Classics such as Jane Eyre, Pride and Prejudice, Sherlock Holmes and Northanger Abbey have all been revamped to include more sex and racy language.
The publisher behind the updated versions is Total-E-Bound, and they drafted in their most popular authors to rework the classics after the success of Fifty Shades Of Grey.
Sierra Cartwright is currently penning the new version of Jane Eyre and said, “Jane Eyre is a breathtakingly beautiful story which has withstood the test of time.
“The biggest challenge is to be sure it’s fitting with Jane’s character and that the additions don’t change the beautiful flow of the story.”
One of the major changes in the new Jane Eyre book will be that, instead of simply marrying Mr Rochester, Jane will have explosive sex with him.
Wuthering Heights will see Catherine enjoying bondage sessions with Heathcliff, and Sherlock Holmes will have a sexual relationship with Watson in the updated version of the British classic.
Previous adaptations have had to keep very close to the originals, but now that copyright on the titles have lapsed, it’s made it easy to rework them.
Ann Channon, from Jane Austen’s House Museum, said, “I feel it’s almost desperate. A lot of people seem to be looking for a quick fix because they’re bored. They don’t want to use their imaginations.
“In Pride and Prejudice everything is already there but people are too lazy to bother to understand. There will be a lot of Jane Austen fans banging drums about this and kicking up a fuss.

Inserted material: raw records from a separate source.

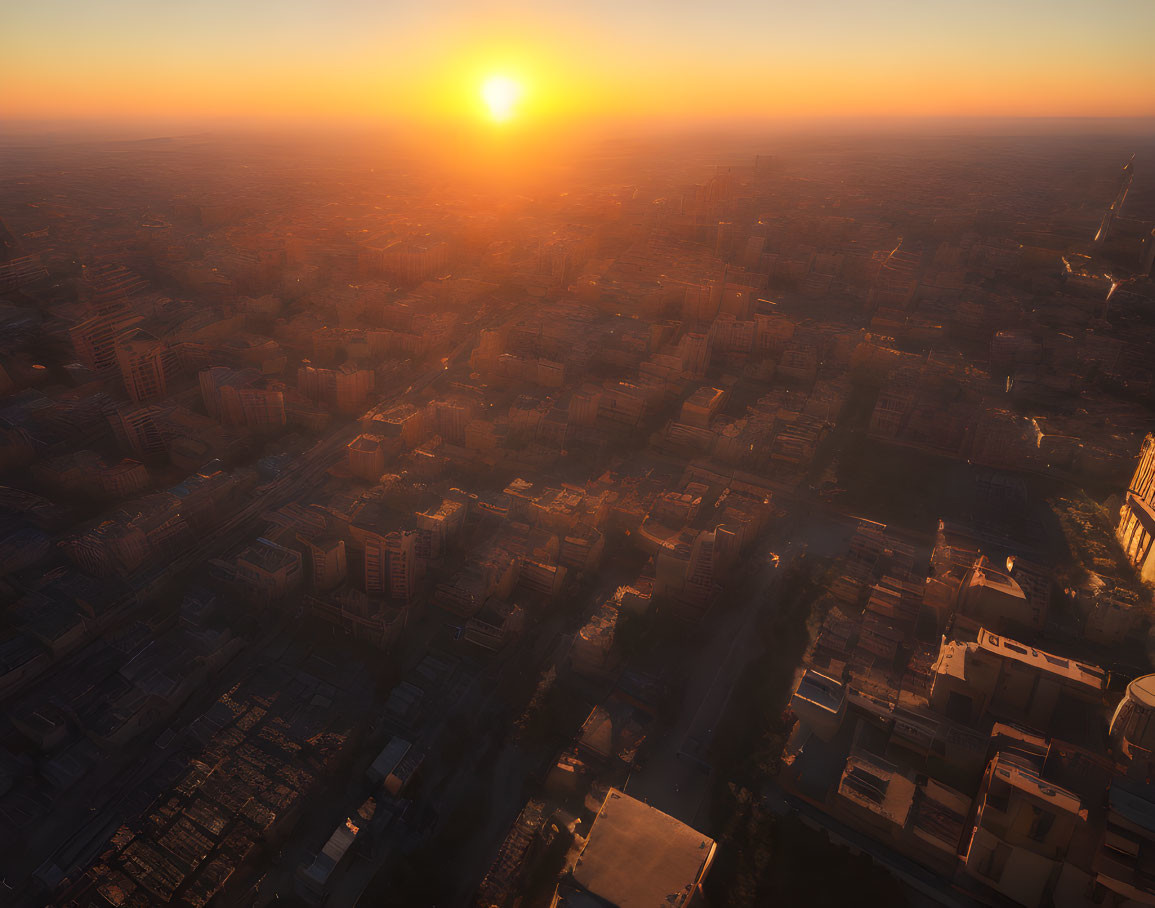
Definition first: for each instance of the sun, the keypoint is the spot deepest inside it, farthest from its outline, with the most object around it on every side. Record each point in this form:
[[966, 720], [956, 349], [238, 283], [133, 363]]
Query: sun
[[500, 95]]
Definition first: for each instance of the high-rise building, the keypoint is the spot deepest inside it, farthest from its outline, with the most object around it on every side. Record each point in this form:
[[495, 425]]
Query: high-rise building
[[146, 365], [95, 339], [1135, 529]]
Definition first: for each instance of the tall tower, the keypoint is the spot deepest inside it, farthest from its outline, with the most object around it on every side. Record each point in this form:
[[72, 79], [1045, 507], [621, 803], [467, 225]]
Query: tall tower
[[1135, 530]]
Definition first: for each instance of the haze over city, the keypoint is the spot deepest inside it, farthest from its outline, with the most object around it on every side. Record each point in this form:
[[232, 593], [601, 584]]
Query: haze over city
[[601, 455]]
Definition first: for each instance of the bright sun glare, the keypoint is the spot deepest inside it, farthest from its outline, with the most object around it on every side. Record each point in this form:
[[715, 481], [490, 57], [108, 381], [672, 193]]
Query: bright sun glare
[[500, 95]]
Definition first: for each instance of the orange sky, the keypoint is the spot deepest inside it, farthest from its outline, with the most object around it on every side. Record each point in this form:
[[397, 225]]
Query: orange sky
[[647, 59]]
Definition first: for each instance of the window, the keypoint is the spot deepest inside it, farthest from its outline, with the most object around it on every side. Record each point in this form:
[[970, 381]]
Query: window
[[1042, 825]]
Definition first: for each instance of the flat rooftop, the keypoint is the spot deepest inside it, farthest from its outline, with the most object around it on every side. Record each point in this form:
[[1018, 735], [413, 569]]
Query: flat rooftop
[[639, 857]]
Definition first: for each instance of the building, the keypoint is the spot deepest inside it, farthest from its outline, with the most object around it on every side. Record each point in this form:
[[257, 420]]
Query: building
[[327, 562], [1135, 529], [1022, 830], [146, 366], [1001, 677], [639, 857], [366, 456]]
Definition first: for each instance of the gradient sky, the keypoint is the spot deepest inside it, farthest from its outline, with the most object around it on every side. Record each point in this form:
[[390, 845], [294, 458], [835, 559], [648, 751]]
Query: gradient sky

“And I don’t think if Jane Austen was alive today she would approve. She was writing with passion, she had heart and feelings but these were restrained by the morals of her time.
“She held the moral line but she certainly understood passion, she alluded to it in her work. Some things are better left to the imagination and Jane Austen encouraged people to use their imaginations.”
The new versions will be available as e-books priced between £2.49 and £3.49 and will be released as printed copy if they become a success.
The first five new editions will be available from the end of this month.